And this code was seen as modelled by the Law, expressed in principles, given by reason, a faculty allegedly common to all human beings, although as we have allready seen, for Bauman this means developing a screwd scheme for maintaining social stratification. The distrust was directed towards "a moral subject whose autonomy is grounded in something other than the internalization of principles allready endorsed by an authority which claims to be speaking for 'everybody'." (PE, 66) Reason give the reasons for following the rules, thus morality finds its foundation in "reason-dictated rules and rule-guided reason" (PE, 67). That meant following Kant in his distrust in inclinations and emotions, "axiomatically" assuming "that feelings, much as acting out of affections, have no moral significance [,that r]eason had to be un-emotional, as emotions were un-reasonable" (PE, 67).

The process shows a "desire to tame and domesticate the otherwise obstreperous moral sentiments through lodging them safely in a straitjacket of formal (or formalizable) rules" (PE, 68). The deontological concept of ethics means that "it is enough to know whether the acting was in agreement with the rules prescribed for that sort of action" to know whether it good or not. This clears the road for a criterium of right and wrong based "procedure rather than effects and motives" substituting "the question of 'doing good'" with "the question of discipline." (PE, 68) To Bauman this de-substatiation of ethcis leads directly to Holocaust, leaving no moral posibilities for a moral self, who wish to resist immoral rules on moral grounds.

The search that starts from the disbelief in the self's moral capacity ends up in the denial of the self's right to moral judgement. (PE, 69)

VII. The impossiblity of founding Ethics ontologically

The impossiblity of modern ethics lies in the fact that

morality is given, though it is given precariously, in a posture that resists synthesis, that does not survive synthesis, that melts and fades at the point at which the synthesis takes over. (PE, 71)

Morality shows itself to us in meeting another face, in our relation to the Other. Morality shows itself to ME in the meeting of the Other, not as a person, but as a face. The Other has no power over me, it is not a question of resistance, but of opposing without any resistance, being opposite to me: "The Other has no power over me" (PE, 73). My moral being surfaces "as I command her to command me". By herself the Other is weak, completely at my disposal, and nevertheless I position her as an authority, being willing to let her command me, even before having heard her command. This is the meaning of being-for-the-Other.
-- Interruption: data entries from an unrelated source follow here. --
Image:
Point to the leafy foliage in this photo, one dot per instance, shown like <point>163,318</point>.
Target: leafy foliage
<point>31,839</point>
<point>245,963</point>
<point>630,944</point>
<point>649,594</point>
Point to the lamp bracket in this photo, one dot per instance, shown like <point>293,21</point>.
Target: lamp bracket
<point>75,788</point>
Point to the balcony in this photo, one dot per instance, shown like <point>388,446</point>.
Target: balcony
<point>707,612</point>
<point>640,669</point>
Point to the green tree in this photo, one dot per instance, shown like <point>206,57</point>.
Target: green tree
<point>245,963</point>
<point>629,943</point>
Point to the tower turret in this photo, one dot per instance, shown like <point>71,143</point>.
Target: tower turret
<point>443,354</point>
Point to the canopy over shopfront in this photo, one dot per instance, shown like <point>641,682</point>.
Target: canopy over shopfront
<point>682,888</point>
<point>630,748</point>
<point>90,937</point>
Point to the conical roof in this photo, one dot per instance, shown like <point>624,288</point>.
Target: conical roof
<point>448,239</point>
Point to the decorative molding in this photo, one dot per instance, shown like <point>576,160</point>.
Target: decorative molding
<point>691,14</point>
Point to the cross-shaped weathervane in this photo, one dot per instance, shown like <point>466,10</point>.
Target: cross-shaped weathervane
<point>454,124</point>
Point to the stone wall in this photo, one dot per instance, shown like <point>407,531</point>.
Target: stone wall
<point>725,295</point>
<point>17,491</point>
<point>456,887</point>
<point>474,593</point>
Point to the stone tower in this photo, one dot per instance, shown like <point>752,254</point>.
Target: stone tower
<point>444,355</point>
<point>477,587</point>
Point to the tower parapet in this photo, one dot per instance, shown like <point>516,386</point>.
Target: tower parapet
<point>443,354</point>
This does not mean that we discover morality being together; for Bauman "being with means being apart." (PE, 70). We live together, but with a "distance beteen us" which "will never vanish" (PE, 70). From this perspective, which Bauman calls ontologically, we can never end up with anything but Law and ethics in the shape of Law, "with its heteronomy and coercive power" (PE, 70). In the ontological perspective it seems that Bauman accepts the idea of human beings as brutes, only being ruled by the Law of the Jungle: "Ontology is the territory without morality." (PE, 71)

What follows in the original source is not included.